The Discounted Failure Pitfall for autonomous system safety

The Discounted Failure Pitfall:

Arguing that something is safe because it has never failed before doesn't work if you keep ignoring its failures based on that reasoning.

A particularly tricky pitfall occurs when a proven in use argument is based upon a lack of observed field failures when field failures have been systematically under-reported or even not reported at all. In this case, the argument is based upon faulty evidence.

One way that this pitfall manifests in practice is that faults that result in low consequence failures tend to go unreported, with system redundancy tending to reduce the consequences of a typical incident. It can take time and effort to report failures, and there is little incentive to report each incident if the consequence is small, the system can readily continue service, and the subjective impression is that the system is perceived as overall safe. Perversely, reporting numerous recovered malfunctions or warnings can actually increase user confidence in a system even while events go unreported. This can be a significant issue when removing backup systems such as mechanical interlocks based on a lack of reported loss events. If the interlocks were keeping the system safe but interlock or other failsafe engagements go unreported, removing those interlocks can be deadly. Various aspects of this pitfall came into play in the Therac 25 loss events (Leveson 1993).

An alternate way that this pitfall manifests is when there is a significant economic or other incentive for suppressing or mischaracterizing the cause of field failures. For example, there can be significant pressure and even systematic approaches to failure reporting and analysis that emphasize human error over equipment failure in mishap reporting (Koopman 2018b). Similarly, if technological maturity is being measured by a trend of reduced safety mechanism engagements (e.g. autonomy disengagements during road testing (Banerjee et al. 2018)), there can be significant pressure to artificially reduce the number of events reported. Claiming proven in use integrity for a component subject to artificially reduced or suppressed error reports is again basing an argument on faulty evidence.

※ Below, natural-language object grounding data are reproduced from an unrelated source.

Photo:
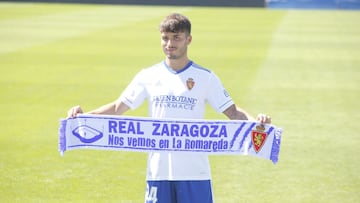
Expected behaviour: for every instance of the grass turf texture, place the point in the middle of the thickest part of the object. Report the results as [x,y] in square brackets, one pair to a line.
[301,67]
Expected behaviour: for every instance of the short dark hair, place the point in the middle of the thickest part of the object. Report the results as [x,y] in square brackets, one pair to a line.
[175,22]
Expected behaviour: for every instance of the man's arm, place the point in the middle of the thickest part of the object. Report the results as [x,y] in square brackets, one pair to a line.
[113,108]
[235,113]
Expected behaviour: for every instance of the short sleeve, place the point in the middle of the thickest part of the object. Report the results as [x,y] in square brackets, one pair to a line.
[218,97]
[135,93]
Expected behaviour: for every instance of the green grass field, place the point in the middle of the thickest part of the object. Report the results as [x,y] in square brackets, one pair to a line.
[301,67]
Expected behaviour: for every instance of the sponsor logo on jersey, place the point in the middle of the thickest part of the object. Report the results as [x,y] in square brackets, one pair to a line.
[190,83]
[258,137]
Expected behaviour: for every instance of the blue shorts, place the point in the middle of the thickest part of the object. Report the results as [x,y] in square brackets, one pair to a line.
[179,191]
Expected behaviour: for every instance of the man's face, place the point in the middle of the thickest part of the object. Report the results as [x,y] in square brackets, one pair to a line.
[175,44]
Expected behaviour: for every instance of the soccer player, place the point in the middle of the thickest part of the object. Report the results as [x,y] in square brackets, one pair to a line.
[176,88]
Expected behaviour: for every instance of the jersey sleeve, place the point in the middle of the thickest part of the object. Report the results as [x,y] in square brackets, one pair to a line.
[218,97]
[135,93]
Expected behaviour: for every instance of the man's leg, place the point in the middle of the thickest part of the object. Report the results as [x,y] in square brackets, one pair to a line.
[194,191]
[160,192]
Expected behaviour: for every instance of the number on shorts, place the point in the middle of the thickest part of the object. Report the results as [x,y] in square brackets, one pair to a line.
[151,194]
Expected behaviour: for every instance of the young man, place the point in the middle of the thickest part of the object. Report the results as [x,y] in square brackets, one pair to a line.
[176,88]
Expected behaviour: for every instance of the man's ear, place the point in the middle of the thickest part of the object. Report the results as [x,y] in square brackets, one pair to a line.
[189,39]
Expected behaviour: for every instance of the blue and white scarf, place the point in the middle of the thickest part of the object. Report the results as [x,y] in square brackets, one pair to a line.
[173,135]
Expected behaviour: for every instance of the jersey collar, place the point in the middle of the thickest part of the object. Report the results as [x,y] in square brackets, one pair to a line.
[179,71]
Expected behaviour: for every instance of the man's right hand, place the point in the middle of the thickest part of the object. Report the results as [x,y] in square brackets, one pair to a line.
[74,111]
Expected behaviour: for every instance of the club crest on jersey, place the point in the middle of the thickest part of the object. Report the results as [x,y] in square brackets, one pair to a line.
[258,137]
[190,83]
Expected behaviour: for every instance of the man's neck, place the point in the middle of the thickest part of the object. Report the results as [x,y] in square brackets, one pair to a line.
[177,64]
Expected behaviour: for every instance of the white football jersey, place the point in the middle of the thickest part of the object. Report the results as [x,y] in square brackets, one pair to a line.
[177,94]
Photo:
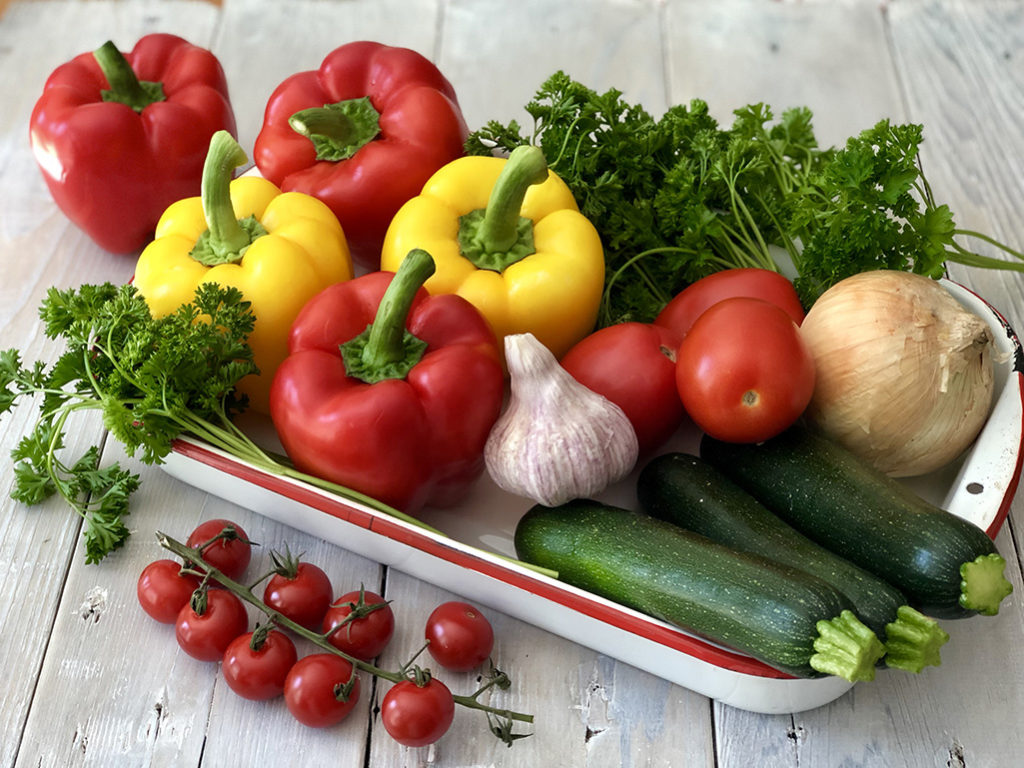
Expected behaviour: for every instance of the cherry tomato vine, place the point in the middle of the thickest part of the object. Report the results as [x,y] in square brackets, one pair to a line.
[501,721]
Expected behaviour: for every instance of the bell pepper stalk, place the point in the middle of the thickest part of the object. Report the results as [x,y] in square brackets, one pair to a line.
[399,411]
[508,237]
[363,133]
[120,136]
[279,249]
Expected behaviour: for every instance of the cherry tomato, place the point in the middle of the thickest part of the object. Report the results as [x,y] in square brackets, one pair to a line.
[417,715]
[303,597]
[680,313]
[743,373]
[634,366]
[461,638]
[230,555]
[259,673]
[206,636]
[322,689]
[368,633]
[163,590]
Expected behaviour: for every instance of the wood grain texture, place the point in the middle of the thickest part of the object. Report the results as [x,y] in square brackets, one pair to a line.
[90,681]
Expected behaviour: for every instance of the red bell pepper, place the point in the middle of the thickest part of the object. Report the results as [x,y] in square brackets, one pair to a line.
[119,137]
[398,411]
[363,133]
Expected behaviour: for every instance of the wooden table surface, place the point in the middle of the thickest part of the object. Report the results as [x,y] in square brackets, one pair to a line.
[89,680]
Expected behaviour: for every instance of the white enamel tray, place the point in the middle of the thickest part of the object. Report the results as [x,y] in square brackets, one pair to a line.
[472,561]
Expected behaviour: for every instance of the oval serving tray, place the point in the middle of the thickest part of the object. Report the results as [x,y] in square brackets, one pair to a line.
[472,560]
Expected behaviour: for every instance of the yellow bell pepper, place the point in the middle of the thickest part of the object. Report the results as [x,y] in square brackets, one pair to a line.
[279,249]
[507,236]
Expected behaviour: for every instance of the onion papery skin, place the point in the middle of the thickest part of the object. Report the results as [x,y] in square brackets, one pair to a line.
[904,373]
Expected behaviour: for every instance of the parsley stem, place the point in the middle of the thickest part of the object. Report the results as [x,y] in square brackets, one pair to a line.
[992,242]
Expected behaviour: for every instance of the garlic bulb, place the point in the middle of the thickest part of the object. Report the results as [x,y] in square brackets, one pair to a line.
[557,439]
[904,371]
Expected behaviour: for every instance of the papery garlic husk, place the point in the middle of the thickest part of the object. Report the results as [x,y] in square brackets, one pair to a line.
[556,440]
[904,372]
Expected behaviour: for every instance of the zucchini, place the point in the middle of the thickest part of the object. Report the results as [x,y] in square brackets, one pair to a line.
[946,566]
[688,492]
[788,620]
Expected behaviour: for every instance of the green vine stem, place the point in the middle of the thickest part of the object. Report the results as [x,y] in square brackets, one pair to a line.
[194,555]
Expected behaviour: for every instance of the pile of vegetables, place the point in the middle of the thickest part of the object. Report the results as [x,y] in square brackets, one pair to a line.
[622,276]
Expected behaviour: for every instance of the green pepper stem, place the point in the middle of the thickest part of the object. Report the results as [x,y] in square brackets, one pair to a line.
[386,349]
[125,87]
[525,167]
[338,131]
[226,238]
[321,121]
[224,156]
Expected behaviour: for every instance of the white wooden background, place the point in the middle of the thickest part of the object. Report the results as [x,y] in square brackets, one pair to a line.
[88,680]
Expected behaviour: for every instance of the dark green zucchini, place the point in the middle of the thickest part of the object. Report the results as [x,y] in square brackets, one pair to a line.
[786,619]
[945,566]
[688,492]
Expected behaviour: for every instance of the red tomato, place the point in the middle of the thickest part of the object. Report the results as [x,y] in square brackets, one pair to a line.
[680,313]
[417,715]
[163,590]
[229,554]
[743,373]
[461,638]
[206,636]
[259,674]
[367,634]
[322,689]
[303,597]
[634,366]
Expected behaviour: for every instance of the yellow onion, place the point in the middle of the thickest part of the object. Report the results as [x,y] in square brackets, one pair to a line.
[904,371]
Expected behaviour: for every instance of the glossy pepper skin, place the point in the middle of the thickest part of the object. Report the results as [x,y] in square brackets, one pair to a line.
[391,120]
[402,413]
[113,168]
[508,237]
[279,249]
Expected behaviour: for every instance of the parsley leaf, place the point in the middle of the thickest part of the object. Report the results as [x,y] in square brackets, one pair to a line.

Finally, arguing that a component cannot be unsafe because it has never caused a mishap before can result in systems that are unsafe by induction. More specifically, if each time you argue it wasn't that component's fault, and therefore don't attribute cause to that component, then you can continue that behavior forever, all the while denying that an unsafe component is OK.

(This is an excerpt of our SSS 2019 paper: Koopman, P., Kane, A. & Black, J., "Credible Autonomy Safety Argumentation," Safety-Critical Systems Symposium, Bristol UK, Feb. 2019. Read the full text here)

Leveson, N. (1993) An investigation of the Therac-25 Accidents, IEEE Computer, July 1993, pp. 18-41.
Koopman, P. (2018b), "Practical Experience Report: Automotive Safety Practices vs. Accepted Principles," SAFECOMP, Sept. 2018.
Bannerjee, S., Jha, S., Cyriac, J., Kalbarczyk, Z, Iyer, R., (2018) “Hands Off the Wheel in Autonomous Vehicles?: A Systems Perspective on over a Million Miles of Field Data,” 48th Annual IEEE/IFIP International Conference on Dependable Systems and Networks (DSN), 2018.